Face aux récents mouvements de contestation portés par la société civile et les acteurs politiques, le clergé sénégalais exprime sa solidarité envers les victimes d’injustices. Il déplore les atteintes graves aux libertés individuelles, qui, selon ses membres, interpellent la conscience pastorale et engagent l’Église dans sa mission prophétique au service de la vérité et de la dignité humaine.

L’UCS appelle à un sursaut collectif, conscient du rôle fondamental que chaque citoyen est appelé à jouer. Elle invite à dépasser les clivages, à renoncer à toute forme de violence et à ouvrir des espaces de débat constructif. L’enjeu, selon elle, est de dépolitiser l’espace public afin de créer les conditions d’un dialogue véritable, nourri par l’écoute, le respect et la recherche du bien commun. Elle plaide ainsi pour l’émergence d’une civilisation de l’amour, fondée sur les valeurs profondes de fraternité, de paix et de responsabilité.

Les fidèles chrétiens sont également interpellés : ils sont invités à intensifier leur prière pour la paix, non seulement au Sénégal, mais dans toute la sous-région. L’UCS les encourage à promouvoir, au sein des familles et des communautés, une éducation fondée sur la non-violence et l’ouverture à l’autre. Elle les exhorte à une conversion relationnelle et à un engagement renouvelé dans le dialogue interpersonnel. L’esprit de teranga, symbole vivant de l’hospitalité sénégalaise, est rappelé comme un héritage précieux à préserver et à faire fructifier.

Le thème de cette 47ᵉ assemblée « Pour une Église synodale et autonome au service de la justice et de la paix au Sénégal ». L’assemblée a orienté les travaux vers une réflexion de fond sur les mutations que l’Église locale doit entreprendre. Pour l’UCS, le contexte africain, riche en valeurs communautaires, offre un cadre favorable à la synodalité, entendue comme une marche commune du peuple de Dieu à l’écoute de l’Esprit. Toutefois, elle met en garde contre le risque de réduire ce concept à une simple rhétorique dénuée de profondeur, voire à une vitrine sans transformation réelle.
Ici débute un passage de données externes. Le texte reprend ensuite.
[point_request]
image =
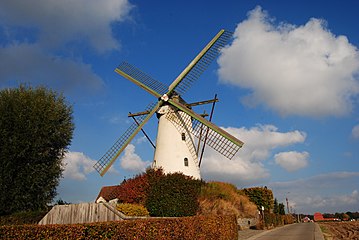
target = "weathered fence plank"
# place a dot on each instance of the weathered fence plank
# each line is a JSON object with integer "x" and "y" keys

L’absence de structures dynamiques et d’un engagement authentique demeure, selon elle, un obstacle majeur à l’émergence d’une Église véritablement synodale.

La question de l’autonomie, tant financière que liturgique, a également occupé une place centrale dans les discussions. L’UCS souligne l’urgence de renforcer les capacités internes, alors que la précarité économique des paroisses et la raréfaction des aides extérieures mettent à rude épreuve la viabilité des Églises locales. Si elle salue les avancées liturgiques  notamment les efforts de la Commission nationale de liturgie et la publication d’un vade-mecum pour encadrer les célébrations eucharistiques elle déplore encore de nombreux écarts liés à une mauvaise maîtrise des normes.

Le volet Justice et Paix a révélé, quant à lui, un manque préoccupant de structures solides et d’initiatives concrètes dans l’Église pour porter cette mission au cœur des communautés. Les commissions paroissiales et diocésaines, souvent en décalage avec les normes financières et comptables du pays, peinent à remplir leur rôle de manière efficace. Ce constat appelle, selon l’UCS, une réorganisation en profondeur et un investissement plus soutenu pour permettre à l’Église de jouer pleinement sa mission de veille et d’accompagnement social.

En conclusion de son assemblée, l’Union du clergé sénégalais a réitéré son engagement à établir la synodalité comme un style de gouvernance ecclésiale fondé sur l’écoute, la participation et le dialogue. Elle promet de s’impliquer pour une Église locale plus dynamique, enracinée dans les réalités sénégalaises, et résolument tournée vers la promotion de la justice, de la paix et de la communion fraternelle.